After a moment’s pause, Graham asked, “What’s that?”
“A sayan is a Jewish volunteer who assists the Israeli intelligence service.”
“The Mossad?”
A nod. “My uncle owned commercial and residential real estate in New York City that he allowed the Mossad to use for their own purposes.”
“In what way?”
“All sorts of ways, and all of them secret. When the Mossad went through my uncle there were no paper trails. No deposits. No governmental red tape. Sometimes Uncle Hi was able to entice certain enemies of Israel to rent a particular apartment or building. Naturally, the Mossad was given full access to those rentals, which allowed them easy monitoring. My uncle said his ‘special friends’—that’s what he called the Mossad—sometimes used his office space to set up phony businesses that allowed them to target their enemies. ‘Friends you keep close,’ my uncle always said, ‘but enemies you keep even closer.’ He and his network helped Israel however they could.”
“Network?”
“The sayanim. Around the world there are tens of thousands of sayanim like my uncle. They offer financial, professional, and material support to the Mossad. A
s a resource, they’re invaluable, like the sayan ticket agent at the airline counter who magically eliminates any record of a Mossad agent’s passage, or the sayan gun-shop owner who provides weapons without paperwork or a waiting period, or the anonymous sayan doctor who treats those kinds of injuries that hospitals might be nosy about. Without the sayanim, Israeli intelligence would not be nearly as effective as it is.”

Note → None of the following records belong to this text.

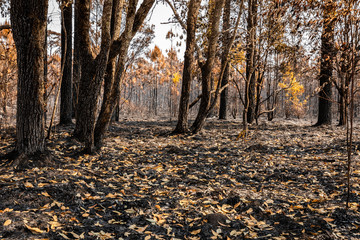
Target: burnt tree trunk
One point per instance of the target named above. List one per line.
(66, 62)
(134, 20)
(29, 21)
(250, 86)
(76, 63)
(224, 61)
(182, 124)
(206, 68)
(326, 65)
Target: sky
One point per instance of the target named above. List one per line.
(160, 14)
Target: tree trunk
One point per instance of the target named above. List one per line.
(93, 71)
(250, 86)
(206, 68)
(76, 63)
(29, 20)
(66, 62)
(224, 61)
(326, 65)
(134, 20)
(342, 109)
(189, 61)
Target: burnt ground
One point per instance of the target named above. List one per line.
(285, 181)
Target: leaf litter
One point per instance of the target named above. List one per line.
(285, 181)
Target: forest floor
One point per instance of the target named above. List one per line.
(285, 181)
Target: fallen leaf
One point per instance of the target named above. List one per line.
(28, 184)
(195, 232)
(328, 219)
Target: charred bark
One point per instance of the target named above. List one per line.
(326, 65)
(224, 61)
(29, 20)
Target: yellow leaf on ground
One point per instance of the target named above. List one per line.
(34, 230)
(7, 223)
(29, 185)
(195, 232)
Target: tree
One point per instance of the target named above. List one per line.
(66, 63)
(207, 65)
(189, 62)
(224, 60)
(249, 109)
(326, 64)
(94, 67)
(29, 21)
(133, 22)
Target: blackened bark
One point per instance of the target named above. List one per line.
(120, 47)
(326, 65)
(29, 20)
(206, 68)
(224, 61)
(250, 86)
(76, 62)
(182, 124)
(66, 61)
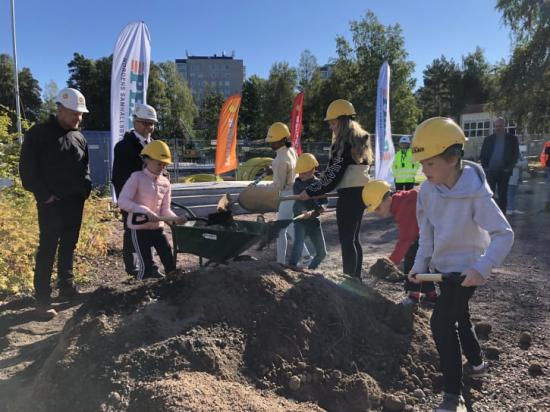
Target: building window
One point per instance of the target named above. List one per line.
(479, 128)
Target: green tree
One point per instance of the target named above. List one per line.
(525, 80)
(355, 76)
(29, 90)
(307, 68)
(206, 122)
(437, 97)
(178, 107)
(279, 93)
(251, 117)
(476, 79)
(93, 79)
(49, 94)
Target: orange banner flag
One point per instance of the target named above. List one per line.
(226, 149)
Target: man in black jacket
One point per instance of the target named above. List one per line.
(127, 160)
(54, 167)
(499, 155)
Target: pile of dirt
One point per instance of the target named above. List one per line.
(386, 270)
(250, 336)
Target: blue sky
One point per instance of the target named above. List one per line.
(260, 32)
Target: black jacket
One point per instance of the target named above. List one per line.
(127, 160)
(54, 161)
(334, 172)
(511, 152)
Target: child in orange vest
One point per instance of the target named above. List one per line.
(402, 207)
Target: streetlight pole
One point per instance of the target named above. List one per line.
(15, 74)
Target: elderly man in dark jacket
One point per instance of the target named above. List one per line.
(54, 167)
(499, 155)
(127, 160)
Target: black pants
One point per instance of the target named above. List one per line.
(349, 213)
(424, 287)
(143, 240)
(498, 181)
(59, 224)
(404, 186)
(454, 333)
(128, 249)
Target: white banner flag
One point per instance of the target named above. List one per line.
(129, 78)
(385, 151)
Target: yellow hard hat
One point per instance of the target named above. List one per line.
(434, 135)
(373, 193)
(158, 150)
(305, 163)
(277, 131)
(339, 108)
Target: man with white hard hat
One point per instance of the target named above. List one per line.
(54, 167)
(127, 160)
(403, 168)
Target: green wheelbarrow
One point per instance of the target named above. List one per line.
(220, 242)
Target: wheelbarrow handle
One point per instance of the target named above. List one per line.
(297, 197)
(439, 277)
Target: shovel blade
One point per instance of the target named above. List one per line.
(259, 199)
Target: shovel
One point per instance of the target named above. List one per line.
(262, 199)
(440, 277)
(220, 218)
(225, 203)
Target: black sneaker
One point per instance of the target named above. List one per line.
(154, 274)
(473, 373)
(451, 403)
(69, 292)
(44, 310)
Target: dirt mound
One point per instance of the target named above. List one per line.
(250, 336)
(385, 269)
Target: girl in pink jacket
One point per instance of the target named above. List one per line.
(146, 196)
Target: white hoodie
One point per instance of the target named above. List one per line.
(461, 227)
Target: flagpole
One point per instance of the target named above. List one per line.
(15, 74)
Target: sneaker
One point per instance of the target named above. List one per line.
(154, 274)
(451, 403)
(473, 373)
(429, 301)
(44, 310)
(69, 292)
(409, 301)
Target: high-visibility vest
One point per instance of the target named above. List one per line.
(403, 168)
(543, 155)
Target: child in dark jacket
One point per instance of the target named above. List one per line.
(402, 207)
(309, 224)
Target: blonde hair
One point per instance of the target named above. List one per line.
(350, 132)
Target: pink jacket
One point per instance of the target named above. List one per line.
(144, 192)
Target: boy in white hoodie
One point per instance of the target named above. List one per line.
(462, 232)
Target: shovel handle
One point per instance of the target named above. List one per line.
(429, 277)
(296, 197)
(439, 277)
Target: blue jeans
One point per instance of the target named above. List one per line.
(311, 228)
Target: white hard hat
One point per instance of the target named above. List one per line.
(72, 99)
(145, 112)
(405, 139)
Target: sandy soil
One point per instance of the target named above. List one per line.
(251, 336)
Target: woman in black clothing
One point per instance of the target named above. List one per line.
(347, 171)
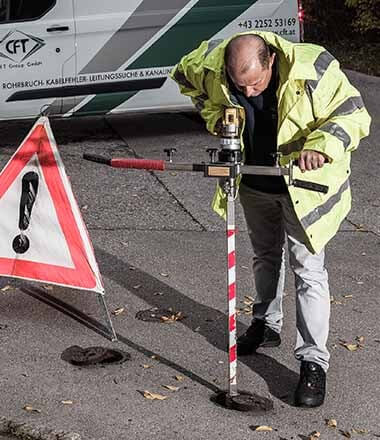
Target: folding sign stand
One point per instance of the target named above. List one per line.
(44, 237)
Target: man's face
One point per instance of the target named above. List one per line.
(255, 80)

“You were recruited as one of those?”
“Yes.”
“To do what?”
“To tell you would be a betrayal. I can say that nothing I ever did was anti-American.”

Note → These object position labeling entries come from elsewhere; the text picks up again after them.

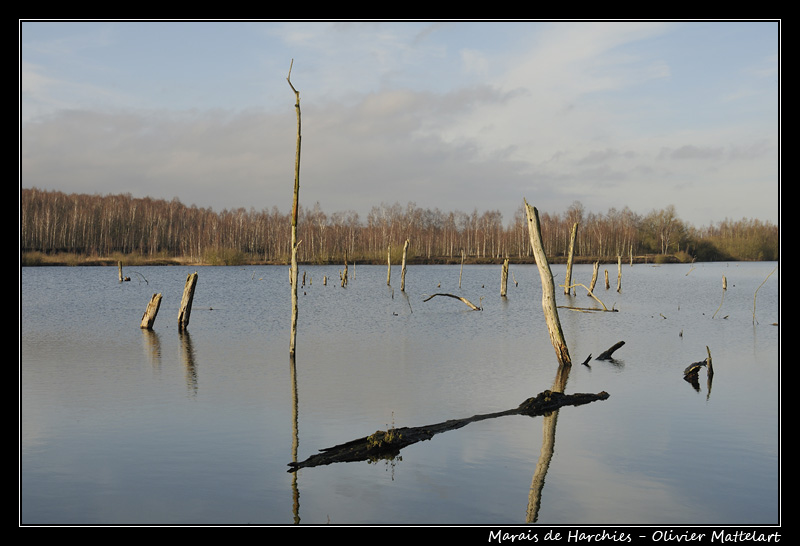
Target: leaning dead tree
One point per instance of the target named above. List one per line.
(387, 444)
(548, 287)
(294, 216)
(590, 293)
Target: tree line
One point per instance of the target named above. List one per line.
(54, 222)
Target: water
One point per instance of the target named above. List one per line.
(124, 426)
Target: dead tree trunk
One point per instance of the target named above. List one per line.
(594, 277)
(465, 300)
(186, 301)
(389, 266)
(504, 279)
(150, 313)
(462, 269)
(403, 269)
(572, 238)
(293, 333)
(387, 444)
(548, 287)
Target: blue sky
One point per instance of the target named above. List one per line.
(454, 115)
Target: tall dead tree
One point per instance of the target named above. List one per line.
(572, 238)
(294, 216)
(504, 279)
(548, 287)
(403, 268)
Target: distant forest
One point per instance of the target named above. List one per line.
(53, 223)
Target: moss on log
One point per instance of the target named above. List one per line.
(387, 444)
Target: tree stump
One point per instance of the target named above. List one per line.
(186, 301)
(150, 313)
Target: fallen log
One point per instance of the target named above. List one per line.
(387, 444)
(606, 355)
(465, 300)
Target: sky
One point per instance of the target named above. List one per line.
(449, 115)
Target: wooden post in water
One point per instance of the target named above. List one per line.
(548, 287)
(293, 333)
(186, 301)
(573, 236)
(594, 277)
(150, 313)
(403, 269)
(504, 279)
(462, 269)
(389, 266)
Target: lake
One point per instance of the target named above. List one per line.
(120, 425)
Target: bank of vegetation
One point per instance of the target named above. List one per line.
(61, 228)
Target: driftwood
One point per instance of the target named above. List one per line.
(465, 300)
(606, 355)
(387, 444)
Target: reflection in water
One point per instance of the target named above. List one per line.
(187, 351)
(548, 447)
(295, 440)
(152, 347)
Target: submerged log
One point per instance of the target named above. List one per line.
(606, 355)
(387, 444)
(465, 300)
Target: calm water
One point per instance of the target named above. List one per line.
(124, 426)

“But you spied nonetheless?”
“I assisted.”
“Why?”
“Maybe to atone for not being a very good Jew. Israel has enemies on all its borders. It is an island under siege. I decided to be its friend.”
“You could have been its friend by writing a fat check to B’nai B’rith instead of being Mata Hari.”
“I was no spy.”
“Then what were you?”
Lanie didn’t answer.
“Did you tell anyone of your involvement?”
She shook her head. “No. I was under strict orders to keep silence.”
“Not even your uncle?”
“He died several years ago. Part of the reason I decided to work with the Mossad was that I knew Uncle Hi would have wanted me to. He considered his contributions as a sayan to be one of the crowning achievements of his life.”
“How did the Mossad approach you?”
“One of the brothers—Ari Cohen—was attending a Hollywood function and came up to me.”
“The brothers are the men who abducted me?”
“Yes.”
“Did this Ari identify himself as being with the Mossad?”
“Not at first. Ari told me he was a friend of my Uncle Hi’s, and that his death had saddened him greatly. He said my uncle was a great man who had saved countless lives and contributed to the state of Israel in more ways than anyone could ever imagine. Without being too obvious, it was clear Ari was talking about my uncle being a sayan.”